Из книги «Краса Ненаглядная». 22 страница
Мозг человека — колоссальная надстройка, погруженная в природу миллиардами щупалец, отражающая всю сложнейшую необходимость природы и потому обладающая многосторонностью космоса. Человек — та же вселенная, глубокая, таинственная, неисчерпаемая. Самое главное — это найти в человеке все, что ему нужно теперь же, не откладывая этого на сотни лет в будущее и не апеллируя к высшим существам из космоса, все равно под видом ли астронавтов с других звезд или богов.

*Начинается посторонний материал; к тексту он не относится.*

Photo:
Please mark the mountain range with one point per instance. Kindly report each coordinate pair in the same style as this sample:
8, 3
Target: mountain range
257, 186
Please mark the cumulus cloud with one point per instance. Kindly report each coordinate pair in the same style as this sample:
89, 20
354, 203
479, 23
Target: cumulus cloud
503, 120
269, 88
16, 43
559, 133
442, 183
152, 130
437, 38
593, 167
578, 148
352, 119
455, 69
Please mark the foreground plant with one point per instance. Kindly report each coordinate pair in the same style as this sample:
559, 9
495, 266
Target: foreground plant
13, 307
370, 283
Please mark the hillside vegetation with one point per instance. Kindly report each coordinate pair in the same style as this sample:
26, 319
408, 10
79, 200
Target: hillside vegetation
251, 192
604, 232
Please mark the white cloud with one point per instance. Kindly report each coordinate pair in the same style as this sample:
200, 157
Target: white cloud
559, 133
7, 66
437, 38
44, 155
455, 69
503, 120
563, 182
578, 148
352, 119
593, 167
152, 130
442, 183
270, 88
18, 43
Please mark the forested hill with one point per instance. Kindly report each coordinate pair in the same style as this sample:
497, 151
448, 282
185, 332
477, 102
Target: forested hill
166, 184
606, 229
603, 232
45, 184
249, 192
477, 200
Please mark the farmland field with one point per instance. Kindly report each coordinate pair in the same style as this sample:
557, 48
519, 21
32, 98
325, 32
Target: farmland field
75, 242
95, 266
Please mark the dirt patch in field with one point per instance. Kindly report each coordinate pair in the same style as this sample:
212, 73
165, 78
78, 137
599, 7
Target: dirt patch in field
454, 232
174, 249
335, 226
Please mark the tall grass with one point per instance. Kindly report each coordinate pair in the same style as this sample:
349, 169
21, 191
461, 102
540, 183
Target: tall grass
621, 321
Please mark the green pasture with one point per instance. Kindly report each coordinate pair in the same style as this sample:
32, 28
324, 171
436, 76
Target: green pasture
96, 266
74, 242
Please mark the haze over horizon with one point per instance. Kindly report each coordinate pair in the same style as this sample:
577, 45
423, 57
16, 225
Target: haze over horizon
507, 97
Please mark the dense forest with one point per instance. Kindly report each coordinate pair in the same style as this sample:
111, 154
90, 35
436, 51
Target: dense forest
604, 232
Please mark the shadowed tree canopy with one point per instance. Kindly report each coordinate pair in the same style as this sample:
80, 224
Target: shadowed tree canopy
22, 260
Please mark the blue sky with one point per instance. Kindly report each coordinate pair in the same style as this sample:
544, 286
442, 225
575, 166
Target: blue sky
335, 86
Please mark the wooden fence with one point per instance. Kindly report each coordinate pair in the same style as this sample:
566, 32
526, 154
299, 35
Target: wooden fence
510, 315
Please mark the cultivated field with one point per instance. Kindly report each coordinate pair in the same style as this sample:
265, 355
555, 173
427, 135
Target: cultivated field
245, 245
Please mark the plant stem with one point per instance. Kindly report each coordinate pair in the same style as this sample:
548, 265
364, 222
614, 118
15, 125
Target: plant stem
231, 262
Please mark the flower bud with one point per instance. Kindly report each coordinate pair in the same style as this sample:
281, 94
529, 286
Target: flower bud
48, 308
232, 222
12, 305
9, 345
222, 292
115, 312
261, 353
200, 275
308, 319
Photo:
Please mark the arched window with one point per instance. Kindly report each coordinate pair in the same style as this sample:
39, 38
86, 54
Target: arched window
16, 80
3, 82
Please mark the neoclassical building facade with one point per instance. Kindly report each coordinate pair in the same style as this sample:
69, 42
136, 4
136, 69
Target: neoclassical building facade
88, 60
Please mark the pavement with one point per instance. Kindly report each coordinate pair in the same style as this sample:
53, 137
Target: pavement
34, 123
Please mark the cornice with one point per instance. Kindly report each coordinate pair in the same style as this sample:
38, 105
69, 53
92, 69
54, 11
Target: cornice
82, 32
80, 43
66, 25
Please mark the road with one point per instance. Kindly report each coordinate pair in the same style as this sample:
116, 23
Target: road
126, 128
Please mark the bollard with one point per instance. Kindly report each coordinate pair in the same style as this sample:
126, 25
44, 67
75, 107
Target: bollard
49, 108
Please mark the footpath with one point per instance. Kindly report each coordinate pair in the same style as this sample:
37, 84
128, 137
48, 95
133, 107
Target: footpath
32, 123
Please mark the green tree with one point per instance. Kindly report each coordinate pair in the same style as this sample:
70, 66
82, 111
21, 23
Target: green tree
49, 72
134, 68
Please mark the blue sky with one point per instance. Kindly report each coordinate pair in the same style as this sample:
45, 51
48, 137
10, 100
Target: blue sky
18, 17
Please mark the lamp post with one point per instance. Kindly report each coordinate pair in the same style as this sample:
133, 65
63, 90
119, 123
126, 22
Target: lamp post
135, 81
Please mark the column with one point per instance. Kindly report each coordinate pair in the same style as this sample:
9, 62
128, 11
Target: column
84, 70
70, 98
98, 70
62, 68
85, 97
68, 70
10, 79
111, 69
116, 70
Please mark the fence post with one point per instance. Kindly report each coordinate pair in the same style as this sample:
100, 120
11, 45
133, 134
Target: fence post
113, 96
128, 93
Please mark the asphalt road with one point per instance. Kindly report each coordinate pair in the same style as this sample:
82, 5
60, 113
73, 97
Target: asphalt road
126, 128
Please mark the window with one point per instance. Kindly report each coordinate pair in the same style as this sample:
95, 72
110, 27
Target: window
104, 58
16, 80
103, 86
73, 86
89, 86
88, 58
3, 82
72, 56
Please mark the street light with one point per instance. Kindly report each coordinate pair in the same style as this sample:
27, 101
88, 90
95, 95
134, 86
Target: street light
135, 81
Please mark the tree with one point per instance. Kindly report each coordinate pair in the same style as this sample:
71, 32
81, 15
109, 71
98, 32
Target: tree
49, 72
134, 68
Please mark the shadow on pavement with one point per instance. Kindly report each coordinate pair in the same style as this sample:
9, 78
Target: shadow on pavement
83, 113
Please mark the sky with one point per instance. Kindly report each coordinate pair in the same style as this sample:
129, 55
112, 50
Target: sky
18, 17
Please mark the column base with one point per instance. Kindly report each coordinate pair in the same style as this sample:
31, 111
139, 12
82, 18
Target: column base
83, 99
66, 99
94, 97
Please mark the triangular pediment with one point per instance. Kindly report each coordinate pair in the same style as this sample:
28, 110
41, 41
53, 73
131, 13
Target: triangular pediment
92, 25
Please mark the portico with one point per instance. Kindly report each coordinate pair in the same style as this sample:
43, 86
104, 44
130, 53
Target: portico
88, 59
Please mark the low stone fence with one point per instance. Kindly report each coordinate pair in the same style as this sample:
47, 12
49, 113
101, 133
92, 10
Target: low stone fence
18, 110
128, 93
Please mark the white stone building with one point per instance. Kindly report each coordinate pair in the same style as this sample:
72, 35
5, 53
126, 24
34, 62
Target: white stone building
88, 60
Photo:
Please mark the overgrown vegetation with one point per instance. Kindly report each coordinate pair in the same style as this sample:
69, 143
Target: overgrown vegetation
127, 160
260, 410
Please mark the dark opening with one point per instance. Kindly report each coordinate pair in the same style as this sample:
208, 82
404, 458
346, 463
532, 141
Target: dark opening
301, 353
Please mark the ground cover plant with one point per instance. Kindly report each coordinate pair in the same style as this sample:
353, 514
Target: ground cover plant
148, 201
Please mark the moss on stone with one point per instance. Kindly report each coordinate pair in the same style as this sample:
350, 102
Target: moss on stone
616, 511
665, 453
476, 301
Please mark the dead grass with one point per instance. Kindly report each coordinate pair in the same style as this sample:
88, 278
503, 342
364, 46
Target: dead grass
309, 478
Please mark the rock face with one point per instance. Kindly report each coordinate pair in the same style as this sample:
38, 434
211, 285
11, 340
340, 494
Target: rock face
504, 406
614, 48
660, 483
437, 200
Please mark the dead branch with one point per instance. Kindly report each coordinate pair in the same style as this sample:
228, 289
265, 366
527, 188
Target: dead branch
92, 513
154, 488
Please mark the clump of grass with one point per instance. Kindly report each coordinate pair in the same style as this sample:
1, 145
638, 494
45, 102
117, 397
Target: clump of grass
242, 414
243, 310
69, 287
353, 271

У человека область подсознательного очень велика. Емкость инстинктивной памяти, в ней заключенной, трудно даже себе представить. В дикой жизни подсознательные психические процессы играют первостепенную роль в сохранении вида, и животные в гораздо большей степени автоматизированы, роботизованы, чем мы это представляли себе раньше.
— Дикая жизнь человека, — тут Гирин поднял ладонь высоко над полом, — это вот, а цивилизованная — вот, — он сблизил большой и указательный пальцы так, что между ними осталось около миллиметра. — Мозг — это природа и вселенная, но вселенная не одного лишь текущего момента, а всей ее миллионолетней истории, и опыт мозга отражает не только необъятную ширину, но и изменчивость природных процессов. Отсюда и диалектическая логика — выражение сущности этого мозга, а наша психика, отражающая внешний мир, — это такой же процесс и движение, как все окружающее.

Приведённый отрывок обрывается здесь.